More than that, I don't know how much you care about your hair, but with the guaranteed venue moist, your sweat, and whatever other liquid around...even saliva...your hair will get into a tangle that you would find very hard to untie.
Oh, and hair dampening the strings.

That said...not worth the hassle.


----------



## TonyFlyingSquirrel (Oct 26, 2016)

I did it for years and now that I'm 50, I'm paying for it like you can't imagine.

Just play well first, performance comes naturally, shouldn't be forced otherwise you'll just come off as a poser.


----------



## Mathemagician (Oct 26, 2016)

I mean it's fun/funny to do it once (like per show), and just accept that you'll probably play that part sloppy. But I wouldn't try to make it a thing as I feel it would likely hurt your performance. Just my $0.02


----------



## Science_Penguin (Oct 26, 2016)

Ehhhh, I'd go easy on headbanging in general, frankly. That s..t will screw your neck up.

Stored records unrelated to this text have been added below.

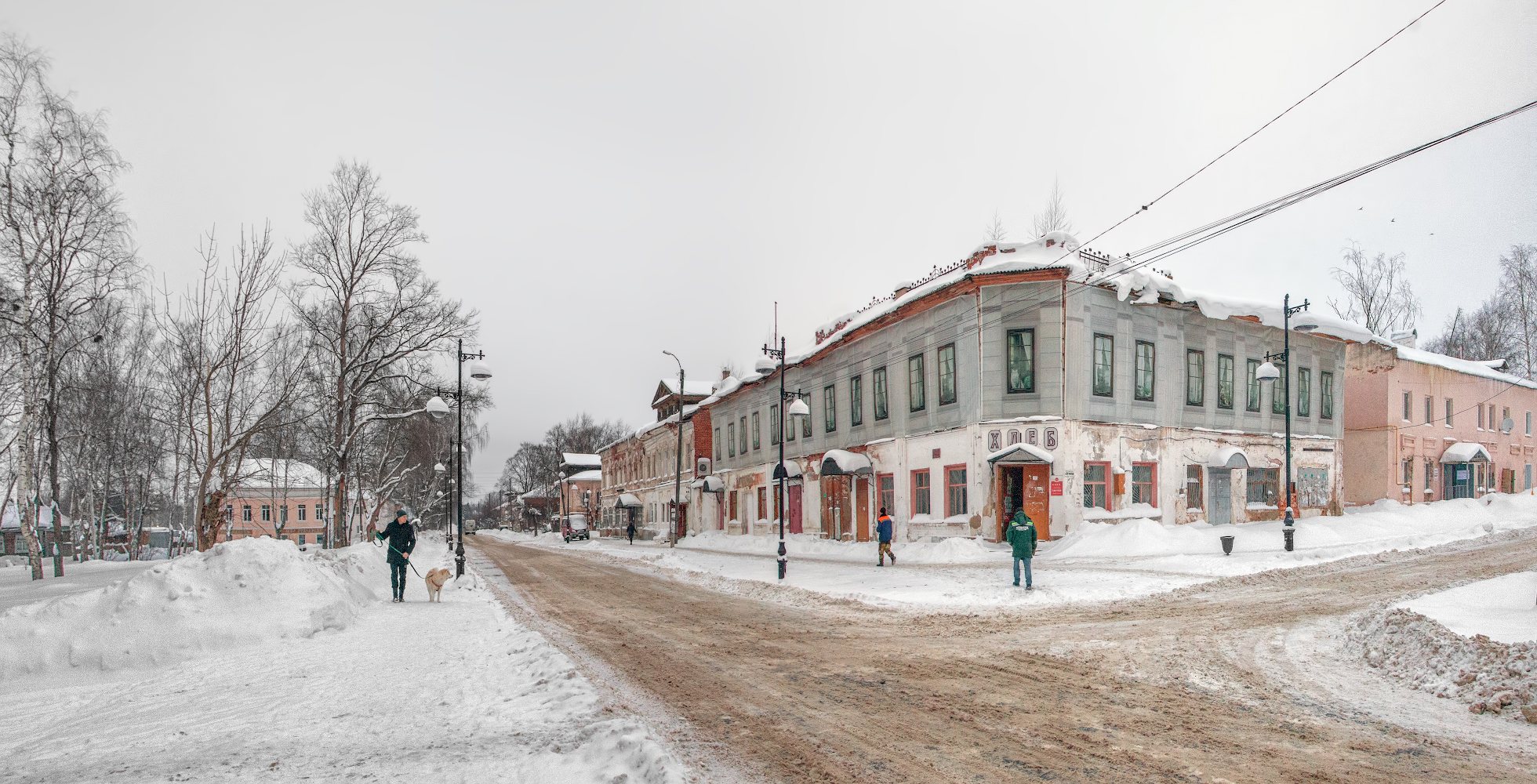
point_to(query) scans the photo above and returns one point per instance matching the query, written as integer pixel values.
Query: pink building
(1422, 426)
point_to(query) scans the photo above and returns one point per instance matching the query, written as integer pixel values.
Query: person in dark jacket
(1023, 537)
(402, 537)
(883, 529)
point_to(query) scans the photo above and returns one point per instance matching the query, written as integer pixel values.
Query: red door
(794, 508)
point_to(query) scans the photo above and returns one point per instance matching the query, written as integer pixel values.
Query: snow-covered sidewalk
(260, 660)
(1095, 563)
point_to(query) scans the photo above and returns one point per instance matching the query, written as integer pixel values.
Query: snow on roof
(286, 474)
(578, 460)
(1021, 452)
(1481, 368)
(1465, 452)
(845, 463)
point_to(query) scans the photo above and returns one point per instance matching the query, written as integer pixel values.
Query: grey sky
(605, 182)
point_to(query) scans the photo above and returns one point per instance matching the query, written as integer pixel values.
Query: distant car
(576, 528)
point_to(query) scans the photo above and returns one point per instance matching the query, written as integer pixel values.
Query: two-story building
(1029, 376)
(1423, 426)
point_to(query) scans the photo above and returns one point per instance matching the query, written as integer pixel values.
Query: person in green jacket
(1023, 537)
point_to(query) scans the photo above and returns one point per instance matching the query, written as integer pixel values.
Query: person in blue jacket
(883, 529)
(1023, 537)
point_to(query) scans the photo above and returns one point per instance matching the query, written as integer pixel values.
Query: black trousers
(397, 580)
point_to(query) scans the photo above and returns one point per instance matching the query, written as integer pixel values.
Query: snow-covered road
(405, 692)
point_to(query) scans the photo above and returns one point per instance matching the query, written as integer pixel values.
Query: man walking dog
(1023, 537)
(402, 540)
(883, 529)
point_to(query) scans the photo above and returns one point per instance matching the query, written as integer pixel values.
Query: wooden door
(1037, 499)
(792, 502)
(863, 508)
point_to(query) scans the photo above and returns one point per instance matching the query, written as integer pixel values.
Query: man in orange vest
(883, 528)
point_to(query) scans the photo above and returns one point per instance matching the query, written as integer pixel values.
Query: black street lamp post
(1270, 372)
(790, 405)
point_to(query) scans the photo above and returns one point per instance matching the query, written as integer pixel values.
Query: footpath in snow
(257, 660)
(1095, 563)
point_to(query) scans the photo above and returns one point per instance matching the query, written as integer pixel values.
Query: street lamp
(795, 412)
(672, 535)
(1270, 372)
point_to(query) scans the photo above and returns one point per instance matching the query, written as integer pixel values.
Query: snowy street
(451, 692)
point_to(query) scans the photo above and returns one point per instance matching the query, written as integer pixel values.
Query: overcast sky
(608, 180)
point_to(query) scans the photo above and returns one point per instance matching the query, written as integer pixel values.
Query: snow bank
(1502, 609)
(950, 550)
(1383, 526)
(1425, 655)
(234, 593)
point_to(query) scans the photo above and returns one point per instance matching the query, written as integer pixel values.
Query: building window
(915, 383)
(1147, 357)
(1144, 483)
(1224, 382)
(878, 377)
(955, 491)
(1104, 365)
(1021, 350)
(947, 374)
(1095, 491)
(921, 492)
(1263, 486)
(855, 400)
(1194, 377)
(1252, 401)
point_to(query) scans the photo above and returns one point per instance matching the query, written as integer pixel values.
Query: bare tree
(1053, 217)
(369, 311)
(1378, 291)
(65, 251)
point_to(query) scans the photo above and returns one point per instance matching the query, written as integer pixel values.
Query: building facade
(1423, 426)
(1026, 377)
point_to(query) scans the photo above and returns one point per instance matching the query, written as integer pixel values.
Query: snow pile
(234, 593)
(1425, 655)
(1383, 526)
(950, 550)
(1500, 608)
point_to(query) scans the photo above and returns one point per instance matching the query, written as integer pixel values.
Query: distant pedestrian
(1023, 537)
(883, 529)
(402, 539)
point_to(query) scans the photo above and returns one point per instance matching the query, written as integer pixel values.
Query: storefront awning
(841, 463)
(1465, 452)
(1229, 457)
(1021, 454)
(710, 485)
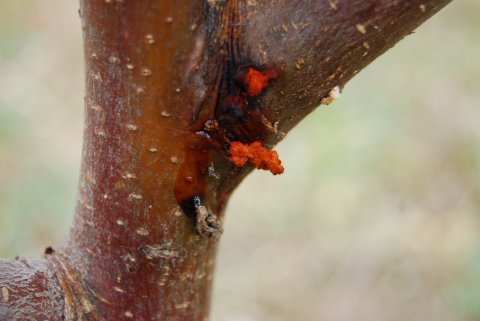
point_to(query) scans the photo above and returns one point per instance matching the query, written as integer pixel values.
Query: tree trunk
(183, 100)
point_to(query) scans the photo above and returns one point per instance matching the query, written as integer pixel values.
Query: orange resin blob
(256, 154)
(255, 81)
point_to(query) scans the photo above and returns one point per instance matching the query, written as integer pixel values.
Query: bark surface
(166, 96)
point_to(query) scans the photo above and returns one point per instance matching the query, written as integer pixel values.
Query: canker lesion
(230, 122)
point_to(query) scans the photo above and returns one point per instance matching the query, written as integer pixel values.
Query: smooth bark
(155, 178)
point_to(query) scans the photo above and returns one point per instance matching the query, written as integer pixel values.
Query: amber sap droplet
(255, 81)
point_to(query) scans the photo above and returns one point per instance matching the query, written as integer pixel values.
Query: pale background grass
(378, 214)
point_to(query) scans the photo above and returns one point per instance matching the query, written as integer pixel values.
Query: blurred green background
(376, 218)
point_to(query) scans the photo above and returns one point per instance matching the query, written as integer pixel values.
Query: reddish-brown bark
(165, 100)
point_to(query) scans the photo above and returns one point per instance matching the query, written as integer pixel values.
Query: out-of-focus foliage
(376, 217)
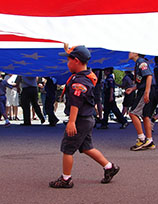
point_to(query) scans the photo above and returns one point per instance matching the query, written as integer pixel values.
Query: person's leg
(34, 102)
(110, 169)
(25, 103)
(97, 156)
(124, 110)
(137, 123)
(117, 113)
(67, 164)
(147, 127)
(100, 109)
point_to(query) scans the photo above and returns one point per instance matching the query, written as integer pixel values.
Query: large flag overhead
(114, 25)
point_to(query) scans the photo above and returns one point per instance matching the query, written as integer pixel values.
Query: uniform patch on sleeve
(143, 66)
(79, 88)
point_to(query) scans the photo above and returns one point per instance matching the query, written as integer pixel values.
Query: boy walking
(3, 85)
(80, 108)
(142, 106)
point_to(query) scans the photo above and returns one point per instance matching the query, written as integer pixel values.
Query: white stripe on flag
(124, 32)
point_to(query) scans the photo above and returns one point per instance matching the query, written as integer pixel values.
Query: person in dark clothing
(80, 108)
(109, 101)
(154, 107)
(127, 82)
(142, 106)
(98, 94)
(29, 96)
(51, 88)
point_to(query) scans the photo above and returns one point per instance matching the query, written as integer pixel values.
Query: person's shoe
(124, 125)
(109, 173)
(98, 120)
(42, 120)
(7, 124)
(61, 183)
(138, 146)
(102, 127)
(65, 122)
(151, 146)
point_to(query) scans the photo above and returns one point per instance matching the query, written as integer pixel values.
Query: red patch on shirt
(79, 88)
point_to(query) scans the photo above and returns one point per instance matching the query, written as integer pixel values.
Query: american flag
(36, 25)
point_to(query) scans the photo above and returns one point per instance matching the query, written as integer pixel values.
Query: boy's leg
(110, 169)
(97, 156)
(67, 164)
(137, 123)
(65, 180)
(147, 127)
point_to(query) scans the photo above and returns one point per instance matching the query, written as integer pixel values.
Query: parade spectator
(3, 85)
(155, 108)
(41, 85)
(98, 95)
(127, 82)
(80, 108)
(51, 88)
(29, 96)
(142, 106)
(109, 101)
(12, 96)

Find other ways to have presence on stage.


----------



## Blytheryn (Oct 26, 2016)

Science_Penguin said:


> Ehhhh, I'd go easy on headbanging in general, frankly. That s..t will screw your neck up.
> 
> Find other ways to have presence on stage.



Do a Kerry King and just stare the crowd down.


----------



## Humbuck (Oct 27, 2016)

I can't believe this is a real thread.


----------



## vilk (Oct 27, 2016)

When I was 15 and first joined a band, I used to get too dizzy to do it.

When I was 18, it was like second nature. I could windmill for the whole Nile concert and not feel a thing the next day.

When I tried more recently (26) it made me dizzy again and I couldn't do it.
So yes, I think it's a practice and tolerance thing.


----------



## Jacksonluvr636 (Oct 27, 2016)

I say go for it.

If you are good enough on your instrument and practice the windmills you will get it.

Eric Langlois did it for years and I think it is awesome watching bands do that. Will never get old to me.

But like others have said you may pay for it later in life.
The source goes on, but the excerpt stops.